Visitors, or course, bring their own germs. They might see the wisdom in washing their hands when they arrive and when they leave a nursing home, but fail to do so. Even though the CDC's National Center for Infectious Diseases says frequent handwashing is one of the best ways to prevent the spread of infectious diseases, a survey conducted by Impulse Research Corporation found that 30% of Americans use bathrooms away from home only when they are desperate. The same survey discovered that among people who do use public restrooms, nearly 66% employ a variety of maneuvers to avoid touching anything: using elbows to open doors, feet to flush, and paper towels to touch faucets and the door on their way out. For some, it's easier to avoid handwashing altogether.

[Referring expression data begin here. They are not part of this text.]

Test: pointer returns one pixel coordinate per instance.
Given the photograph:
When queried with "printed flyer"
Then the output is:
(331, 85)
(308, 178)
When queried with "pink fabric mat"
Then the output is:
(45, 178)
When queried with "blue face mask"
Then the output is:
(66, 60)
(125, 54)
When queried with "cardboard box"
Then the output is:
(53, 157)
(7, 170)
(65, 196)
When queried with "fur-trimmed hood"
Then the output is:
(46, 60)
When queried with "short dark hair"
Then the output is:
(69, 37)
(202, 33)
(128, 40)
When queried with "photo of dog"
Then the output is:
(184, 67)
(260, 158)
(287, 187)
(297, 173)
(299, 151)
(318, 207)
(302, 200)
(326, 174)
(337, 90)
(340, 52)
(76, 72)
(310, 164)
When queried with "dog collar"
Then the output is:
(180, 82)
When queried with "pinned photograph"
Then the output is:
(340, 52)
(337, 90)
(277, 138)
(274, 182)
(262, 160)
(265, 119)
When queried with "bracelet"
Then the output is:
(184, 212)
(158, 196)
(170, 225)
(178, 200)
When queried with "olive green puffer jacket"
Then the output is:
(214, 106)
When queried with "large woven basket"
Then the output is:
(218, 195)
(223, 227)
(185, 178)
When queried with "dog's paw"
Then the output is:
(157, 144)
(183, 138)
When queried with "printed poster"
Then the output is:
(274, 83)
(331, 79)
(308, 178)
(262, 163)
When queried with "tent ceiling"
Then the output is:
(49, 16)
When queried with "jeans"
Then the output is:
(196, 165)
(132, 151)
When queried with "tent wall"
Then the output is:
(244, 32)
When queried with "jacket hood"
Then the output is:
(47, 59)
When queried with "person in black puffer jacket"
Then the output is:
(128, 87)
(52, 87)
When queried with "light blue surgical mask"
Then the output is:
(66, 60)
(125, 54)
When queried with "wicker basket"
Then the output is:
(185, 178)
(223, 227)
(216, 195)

Logic dictates that people would be more willing to wash their hands if they didn't have to touch anything at the sink. The surfaces of automatic faucets and soap and towel dispensers won't be contaminated or transmit germs if no one needs to touch them. With automation, people can lather up, scrub down, rinse, and dry with only touching a fresh paper towel.

Reduced Cost and Maintenance
Automatic faucets save water, which only flows when hands activate the fixture. Excess water use is no longer an issue solely for conservationists, but also for the budget-conscious. People who move slowly often allow faucets to flow longer than necessary, or forget to turn them off when they are done washing. If a washcloth or paper towel settles in the sink, a blocked plug can result in flood-like conditions if not detected quickly, causing a safety hazard, a maintenance problem, and possible damage to the floor and baseboards.

Water conservation was the impetus for a decision by the nursing home operated by Cape May County, New Jersey, to install automatic faucets in every bathroom in its 178-bed facility, including in the common areas.

"The faucets were a major investment, but they have paid for themselves in reduced water consumption and maintenance costs," says Jim Kronemeyer, manager of mechanical services for all county buildings.

He says he did not do a return on investment analysis because the savings were obvious. Before making the purchase, however, he was aware of a test at the Minneapolis−St. Paul International Airport that compared the metered use of the automatic faucet with the metered use of a push-down, self-closing faucet. After more than 500,000 cycles, the automatic faucet used an average of 0.20 gallons of water per use, compared with 0.65 gallons for the manual faucet. After factoring in the costs of energy, sewerage, and maintenance, the automatic faucet decreased water and energy usage by 70%.